When you are working as a freelancer, the chances of you overworking yourself can be quite high. Recently, I have worked myself up to a point where I am already feeling sick with fatigue for working long hours.
I used to have this thing about working overtime at home but I seem to have lost grasp of that. My husband and I set our minds to achieve a financial goal in a couple of years and I am obsessively driven to reach that target.
Admittedly, this is probably not a healthy arrangement for me. This compulsion to achieve our goal has the right intentions but I have to control it to keep from abusing myself. I have to keep my strength to take care of my son – which was and still is the reason why I started writing from home.
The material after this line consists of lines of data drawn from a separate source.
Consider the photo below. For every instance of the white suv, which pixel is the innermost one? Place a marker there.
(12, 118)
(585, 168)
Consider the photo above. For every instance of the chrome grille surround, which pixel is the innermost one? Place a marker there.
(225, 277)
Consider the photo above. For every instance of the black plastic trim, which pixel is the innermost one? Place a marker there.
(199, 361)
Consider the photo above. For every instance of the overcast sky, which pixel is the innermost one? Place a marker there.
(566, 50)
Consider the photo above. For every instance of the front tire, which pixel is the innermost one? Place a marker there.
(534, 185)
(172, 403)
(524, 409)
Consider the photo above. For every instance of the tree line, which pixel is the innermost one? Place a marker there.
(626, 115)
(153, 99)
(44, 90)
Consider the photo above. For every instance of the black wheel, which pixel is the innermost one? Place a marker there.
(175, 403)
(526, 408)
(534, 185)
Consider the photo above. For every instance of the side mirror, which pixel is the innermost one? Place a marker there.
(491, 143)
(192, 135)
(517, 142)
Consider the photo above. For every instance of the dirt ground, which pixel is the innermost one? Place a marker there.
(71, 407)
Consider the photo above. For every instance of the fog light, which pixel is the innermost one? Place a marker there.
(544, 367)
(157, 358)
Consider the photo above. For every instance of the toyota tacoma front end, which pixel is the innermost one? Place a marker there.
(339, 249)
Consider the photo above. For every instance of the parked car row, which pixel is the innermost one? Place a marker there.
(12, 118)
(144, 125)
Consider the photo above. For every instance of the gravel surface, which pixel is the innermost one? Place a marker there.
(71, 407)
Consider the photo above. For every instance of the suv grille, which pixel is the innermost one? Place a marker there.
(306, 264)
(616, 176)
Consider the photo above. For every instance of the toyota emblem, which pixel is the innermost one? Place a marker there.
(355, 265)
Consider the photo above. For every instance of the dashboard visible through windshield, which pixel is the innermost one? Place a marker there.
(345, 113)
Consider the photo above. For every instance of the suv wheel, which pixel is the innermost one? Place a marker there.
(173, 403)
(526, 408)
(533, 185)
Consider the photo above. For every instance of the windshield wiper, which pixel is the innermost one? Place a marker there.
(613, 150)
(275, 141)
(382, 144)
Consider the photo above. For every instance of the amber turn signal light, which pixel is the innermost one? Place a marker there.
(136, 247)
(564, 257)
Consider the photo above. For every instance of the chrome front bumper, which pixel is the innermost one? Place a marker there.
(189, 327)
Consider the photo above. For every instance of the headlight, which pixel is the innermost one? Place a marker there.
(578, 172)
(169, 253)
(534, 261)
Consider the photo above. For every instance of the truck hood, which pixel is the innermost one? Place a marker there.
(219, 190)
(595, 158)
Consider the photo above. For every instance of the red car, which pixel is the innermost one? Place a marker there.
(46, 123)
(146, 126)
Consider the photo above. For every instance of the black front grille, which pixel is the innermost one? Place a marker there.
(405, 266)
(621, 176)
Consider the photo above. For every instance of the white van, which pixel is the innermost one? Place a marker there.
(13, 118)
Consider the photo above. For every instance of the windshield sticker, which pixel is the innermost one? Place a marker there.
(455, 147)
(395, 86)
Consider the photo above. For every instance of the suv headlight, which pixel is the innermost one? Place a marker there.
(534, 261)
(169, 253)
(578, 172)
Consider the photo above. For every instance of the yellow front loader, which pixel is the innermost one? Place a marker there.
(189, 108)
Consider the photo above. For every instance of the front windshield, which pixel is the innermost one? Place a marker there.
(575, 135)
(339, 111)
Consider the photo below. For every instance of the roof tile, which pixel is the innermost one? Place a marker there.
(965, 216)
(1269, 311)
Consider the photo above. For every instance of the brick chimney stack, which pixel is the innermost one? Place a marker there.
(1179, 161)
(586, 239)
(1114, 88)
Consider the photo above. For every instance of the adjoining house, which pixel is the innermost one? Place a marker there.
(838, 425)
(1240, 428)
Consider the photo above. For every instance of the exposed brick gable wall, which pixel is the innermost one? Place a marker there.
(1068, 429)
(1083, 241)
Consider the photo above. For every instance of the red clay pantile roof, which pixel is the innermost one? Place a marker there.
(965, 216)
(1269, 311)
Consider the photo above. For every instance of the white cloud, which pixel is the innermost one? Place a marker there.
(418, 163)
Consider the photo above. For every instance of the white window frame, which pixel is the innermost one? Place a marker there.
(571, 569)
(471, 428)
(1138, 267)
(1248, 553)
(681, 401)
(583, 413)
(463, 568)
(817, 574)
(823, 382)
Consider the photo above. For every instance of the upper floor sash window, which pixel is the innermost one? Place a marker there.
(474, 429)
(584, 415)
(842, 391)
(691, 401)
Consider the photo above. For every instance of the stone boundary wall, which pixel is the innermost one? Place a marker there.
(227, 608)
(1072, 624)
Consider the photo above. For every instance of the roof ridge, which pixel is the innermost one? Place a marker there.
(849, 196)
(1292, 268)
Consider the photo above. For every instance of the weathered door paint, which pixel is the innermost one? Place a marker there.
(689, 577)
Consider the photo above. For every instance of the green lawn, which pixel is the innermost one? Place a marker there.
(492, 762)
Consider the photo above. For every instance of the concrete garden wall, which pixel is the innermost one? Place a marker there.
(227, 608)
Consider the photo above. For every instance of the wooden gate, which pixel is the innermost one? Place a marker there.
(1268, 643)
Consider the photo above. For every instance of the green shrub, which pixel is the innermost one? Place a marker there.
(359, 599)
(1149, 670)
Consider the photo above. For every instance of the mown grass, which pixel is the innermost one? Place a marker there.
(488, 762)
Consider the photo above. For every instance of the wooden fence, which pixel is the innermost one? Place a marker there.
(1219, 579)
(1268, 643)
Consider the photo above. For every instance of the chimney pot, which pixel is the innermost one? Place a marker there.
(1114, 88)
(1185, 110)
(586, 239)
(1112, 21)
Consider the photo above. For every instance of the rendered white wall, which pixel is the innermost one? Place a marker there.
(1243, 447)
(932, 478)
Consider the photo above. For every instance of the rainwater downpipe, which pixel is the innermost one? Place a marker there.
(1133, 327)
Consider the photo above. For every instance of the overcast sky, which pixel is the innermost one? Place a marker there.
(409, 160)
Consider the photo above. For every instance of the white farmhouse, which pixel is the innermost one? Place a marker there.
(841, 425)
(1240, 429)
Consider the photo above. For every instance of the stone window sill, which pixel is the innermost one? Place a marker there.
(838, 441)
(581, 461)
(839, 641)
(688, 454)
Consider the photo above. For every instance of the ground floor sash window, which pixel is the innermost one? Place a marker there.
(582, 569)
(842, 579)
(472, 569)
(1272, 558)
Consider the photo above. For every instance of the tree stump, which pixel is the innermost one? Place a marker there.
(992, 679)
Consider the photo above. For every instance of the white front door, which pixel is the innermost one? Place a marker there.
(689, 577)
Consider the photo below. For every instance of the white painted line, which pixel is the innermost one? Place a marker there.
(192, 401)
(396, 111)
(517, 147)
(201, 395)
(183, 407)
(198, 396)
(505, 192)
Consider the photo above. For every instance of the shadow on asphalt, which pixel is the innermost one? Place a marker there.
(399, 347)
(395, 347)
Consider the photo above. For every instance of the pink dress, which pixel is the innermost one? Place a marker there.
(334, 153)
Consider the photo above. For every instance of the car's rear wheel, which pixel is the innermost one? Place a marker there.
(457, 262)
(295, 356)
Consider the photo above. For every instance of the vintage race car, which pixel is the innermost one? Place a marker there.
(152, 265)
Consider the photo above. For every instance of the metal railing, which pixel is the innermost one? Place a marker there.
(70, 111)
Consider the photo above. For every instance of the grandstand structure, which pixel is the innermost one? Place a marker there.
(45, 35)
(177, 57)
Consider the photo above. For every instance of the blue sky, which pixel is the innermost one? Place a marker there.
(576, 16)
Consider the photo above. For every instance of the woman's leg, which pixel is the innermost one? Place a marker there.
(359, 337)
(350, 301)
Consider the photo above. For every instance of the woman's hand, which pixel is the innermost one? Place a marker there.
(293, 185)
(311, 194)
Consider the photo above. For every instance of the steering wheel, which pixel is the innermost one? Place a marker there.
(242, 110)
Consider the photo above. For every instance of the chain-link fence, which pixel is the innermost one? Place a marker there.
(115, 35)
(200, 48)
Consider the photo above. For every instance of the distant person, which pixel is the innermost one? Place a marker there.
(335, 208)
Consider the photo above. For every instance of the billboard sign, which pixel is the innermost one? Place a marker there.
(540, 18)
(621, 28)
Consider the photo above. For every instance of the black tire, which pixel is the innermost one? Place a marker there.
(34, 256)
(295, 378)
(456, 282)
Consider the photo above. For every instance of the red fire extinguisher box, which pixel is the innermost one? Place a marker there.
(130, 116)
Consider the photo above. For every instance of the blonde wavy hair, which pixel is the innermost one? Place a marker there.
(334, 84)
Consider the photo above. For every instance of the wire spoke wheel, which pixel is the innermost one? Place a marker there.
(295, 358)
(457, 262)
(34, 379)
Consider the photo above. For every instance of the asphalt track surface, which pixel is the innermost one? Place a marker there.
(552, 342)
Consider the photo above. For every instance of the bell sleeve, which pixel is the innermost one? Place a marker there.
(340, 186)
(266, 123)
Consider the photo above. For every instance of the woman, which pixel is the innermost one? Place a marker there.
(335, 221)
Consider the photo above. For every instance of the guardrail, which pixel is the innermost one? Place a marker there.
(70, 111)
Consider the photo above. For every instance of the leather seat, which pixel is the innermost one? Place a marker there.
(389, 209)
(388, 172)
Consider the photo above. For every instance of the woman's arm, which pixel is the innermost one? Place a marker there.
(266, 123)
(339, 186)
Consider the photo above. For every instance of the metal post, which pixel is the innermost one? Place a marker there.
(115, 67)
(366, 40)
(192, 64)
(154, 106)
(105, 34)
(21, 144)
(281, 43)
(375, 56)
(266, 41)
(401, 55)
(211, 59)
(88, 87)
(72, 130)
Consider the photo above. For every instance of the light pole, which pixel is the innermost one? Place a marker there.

This is proving to be quite a difficult dilemma for me. But, like everything else, I need to know my limits. So here are a couple of things that I remind myself so I can keep me from being too overworked.
- I think about my priorities. Again, I need to touch base with my reason for staying at home – which as I mentioned, is my son. Oftentimes I find myself rushing my son so that I can go back to work – which is me being a bad mom. I usually have to reprimand myself when I am putting my work ahead of my son.
- I remind myself that I have an emergency fund. This is the benefit of having an emergency fund – you have the secure feeling that you are financially capable of providing for your family even if you are not earning. This is something that I have to keep on reminding myself from time to time.
- I lose more when I get sick. When I get sick, I can’t work and I need medication. If I take it slow, I get to lose a couple of hours of work. All in all, I lose more when I let myself get too sick to be able to work.
So far, these are the reminders that I use to make myself stop working. People who own their business can probably relate to this – you never really stop thinking about earning more because you are in control of your source of income. But then again, it defeats the purpose of me quitting the corporate rat race so I can slow down.
This is still an on-going process. I can’t say that I have mastered the art of not overworking myself. I’m sure I need to be thankful that I have a happy problem of having too many work coming my way. But then again, I have to think about what it is robbing from me – which is my personal well-being and time away from my son.
I need to re-assess my priorities. Wish me luck!